A number of farmers and farmer organization have come together under the banner of Alliance for Sustainable and Holistic Agriculture (ASHA, which literally means hope in many Indian languages) and are touring across the country. The
Kisan Swaraj Yatra started on 2 October 2010, Mahatma Gandhi's 141st birthday, from Sabarmati, the same place from where
Mahatma Gandhi had started his famous salt sayagraha or Dandi march on 12 March 1930. It will end on 11 December 2010 at Rajghat, New Delhi after having traveled across 20 states.
Today, on 29th October 2010, the yatra has traversed Gujarat, Madhya Pradesh, Maharashtra, Goa, Karnataka, Puducherry and Tamil Nadu and now reached
Tamil Nadu Agriculture University, Coimbatore, a collaborating institute with Monsanto. Farmers' protested by donating money, which the authorities did not accept. The yatris message for the scientists is to take up research that benefit farmers and not the agribusiness corporations.
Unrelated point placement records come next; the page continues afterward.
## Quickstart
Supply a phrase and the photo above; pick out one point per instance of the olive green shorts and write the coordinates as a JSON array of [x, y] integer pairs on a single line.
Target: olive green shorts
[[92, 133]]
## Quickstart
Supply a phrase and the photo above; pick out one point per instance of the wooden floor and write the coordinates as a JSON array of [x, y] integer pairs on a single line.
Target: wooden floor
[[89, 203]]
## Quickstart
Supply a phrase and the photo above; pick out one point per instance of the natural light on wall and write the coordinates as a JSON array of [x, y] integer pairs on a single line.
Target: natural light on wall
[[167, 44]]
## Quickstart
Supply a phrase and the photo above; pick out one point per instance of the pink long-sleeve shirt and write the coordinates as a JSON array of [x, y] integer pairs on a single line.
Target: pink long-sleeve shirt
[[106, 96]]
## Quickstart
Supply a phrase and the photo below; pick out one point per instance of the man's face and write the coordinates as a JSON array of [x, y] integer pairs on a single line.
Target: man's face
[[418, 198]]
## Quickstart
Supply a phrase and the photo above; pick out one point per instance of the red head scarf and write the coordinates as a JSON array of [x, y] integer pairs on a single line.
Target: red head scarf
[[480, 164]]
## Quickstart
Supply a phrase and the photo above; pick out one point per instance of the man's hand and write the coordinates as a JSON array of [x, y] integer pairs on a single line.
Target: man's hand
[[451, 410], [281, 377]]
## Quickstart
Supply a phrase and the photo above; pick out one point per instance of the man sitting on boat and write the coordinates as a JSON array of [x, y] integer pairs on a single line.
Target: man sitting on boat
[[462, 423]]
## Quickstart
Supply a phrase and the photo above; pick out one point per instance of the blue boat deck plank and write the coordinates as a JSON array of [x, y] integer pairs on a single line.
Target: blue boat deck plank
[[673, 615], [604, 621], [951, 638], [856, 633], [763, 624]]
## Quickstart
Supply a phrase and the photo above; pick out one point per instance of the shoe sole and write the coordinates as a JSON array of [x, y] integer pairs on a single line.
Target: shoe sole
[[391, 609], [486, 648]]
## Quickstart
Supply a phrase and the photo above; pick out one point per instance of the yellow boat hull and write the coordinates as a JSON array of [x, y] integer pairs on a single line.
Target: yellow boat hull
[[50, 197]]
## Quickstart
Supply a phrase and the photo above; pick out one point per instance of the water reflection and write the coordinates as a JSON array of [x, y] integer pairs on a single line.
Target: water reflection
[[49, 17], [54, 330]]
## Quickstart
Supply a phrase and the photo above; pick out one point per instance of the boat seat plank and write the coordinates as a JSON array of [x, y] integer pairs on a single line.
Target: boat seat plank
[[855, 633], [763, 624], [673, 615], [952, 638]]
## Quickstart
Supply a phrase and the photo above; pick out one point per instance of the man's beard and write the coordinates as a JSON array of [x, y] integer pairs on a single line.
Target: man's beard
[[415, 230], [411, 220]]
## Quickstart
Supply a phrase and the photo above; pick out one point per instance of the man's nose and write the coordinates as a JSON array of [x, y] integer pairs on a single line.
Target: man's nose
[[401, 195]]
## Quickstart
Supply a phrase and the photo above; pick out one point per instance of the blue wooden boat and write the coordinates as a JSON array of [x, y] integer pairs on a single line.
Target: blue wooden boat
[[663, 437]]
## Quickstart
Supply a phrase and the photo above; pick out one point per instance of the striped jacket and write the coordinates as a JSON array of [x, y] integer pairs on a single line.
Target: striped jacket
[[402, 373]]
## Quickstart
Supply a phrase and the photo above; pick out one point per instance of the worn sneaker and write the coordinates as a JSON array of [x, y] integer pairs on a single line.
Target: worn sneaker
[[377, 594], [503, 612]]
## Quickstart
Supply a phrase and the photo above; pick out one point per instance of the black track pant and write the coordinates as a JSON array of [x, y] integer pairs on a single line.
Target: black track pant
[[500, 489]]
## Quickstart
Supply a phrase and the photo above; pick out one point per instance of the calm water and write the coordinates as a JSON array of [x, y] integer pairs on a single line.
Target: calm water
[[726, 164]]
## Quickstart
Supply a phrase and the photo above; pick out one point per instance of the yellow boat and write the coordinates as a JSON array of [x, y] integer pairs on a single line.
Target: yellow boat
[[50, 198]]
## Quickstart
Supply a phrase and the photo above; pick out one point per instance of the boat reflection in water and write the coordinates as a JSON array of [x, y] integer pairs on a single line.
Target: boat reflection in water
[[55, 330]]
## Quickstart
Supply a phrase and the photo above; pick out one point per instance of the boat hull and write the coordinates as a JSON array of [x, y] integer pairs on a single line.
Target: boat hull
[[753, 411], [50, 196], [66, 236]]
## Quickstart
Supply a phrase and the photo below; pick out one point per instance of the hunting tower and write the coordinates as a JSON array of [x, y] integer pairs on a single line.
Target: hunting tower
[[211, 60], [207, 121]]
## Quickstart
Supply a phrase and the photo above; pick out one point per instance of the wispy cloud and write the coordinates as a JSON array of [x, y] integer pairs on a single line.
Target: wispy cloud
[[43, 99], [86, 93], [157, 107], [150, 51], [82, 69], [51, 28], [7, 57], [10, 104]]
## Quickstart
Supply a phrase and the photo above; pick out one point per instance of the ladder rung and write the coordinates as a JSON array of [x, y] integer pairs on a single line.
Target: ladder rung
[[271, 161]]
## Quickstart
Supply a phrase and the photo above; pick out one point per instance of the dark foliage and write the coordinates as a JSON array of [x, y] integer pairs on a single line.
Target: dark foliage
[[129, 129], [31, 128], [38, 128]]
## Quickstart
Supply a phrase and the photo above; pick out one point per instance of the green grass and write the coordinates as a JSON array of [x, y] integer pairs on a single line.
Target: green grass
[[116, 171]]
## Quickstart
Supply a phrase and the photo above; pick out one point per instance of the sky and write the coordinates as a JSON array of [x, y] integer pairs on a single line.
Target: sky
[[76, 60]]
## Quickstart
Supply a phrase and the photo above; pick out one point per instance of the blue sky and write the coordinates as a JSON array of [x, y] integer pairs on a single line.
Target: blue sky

Farmers in their march as part of Kisan Swaraj Yatra protest against the Tamil Nadu Agriculture University's collaboration with Monsanto.
Kisam Swaraj Yatra
The overwhelming message from farmers and non-farmers, rural and urban areas, is that such a large mobilization to save Indian agriculture is the crying need today. The Yatra is raising issues like support systems for farmers, remunerative prices, control over seeds, land and other resources, forced displacement and the vicious cycle of high-cost chemical agriculture. The yatra has had Ministers in Madhya Pradesh and Karnataka endorsing the demands, farmers taking out bullock-cart rallies, promising resolutely to be annadatas (providers of food) in the face of adversity and land-grabbing, adivasi (tribal) children laying out their vision of sustainable development, film personalities coming out in support, shopkeepers and transport officials donating money to keep the yatra going.
To support their call, you may have a look at their
petition to the Indian government.
The Kisan Swaraj Yatra is an initiative to strike out a new path in agriculture, which provides a dignified livelihood to all our farmers and farmworkers, and keeps our soil alive and our food and water healthy.
It questions the ethos that "there is no alternative" and throws upon a world of possibilities where "many alternatives exist" (MAE).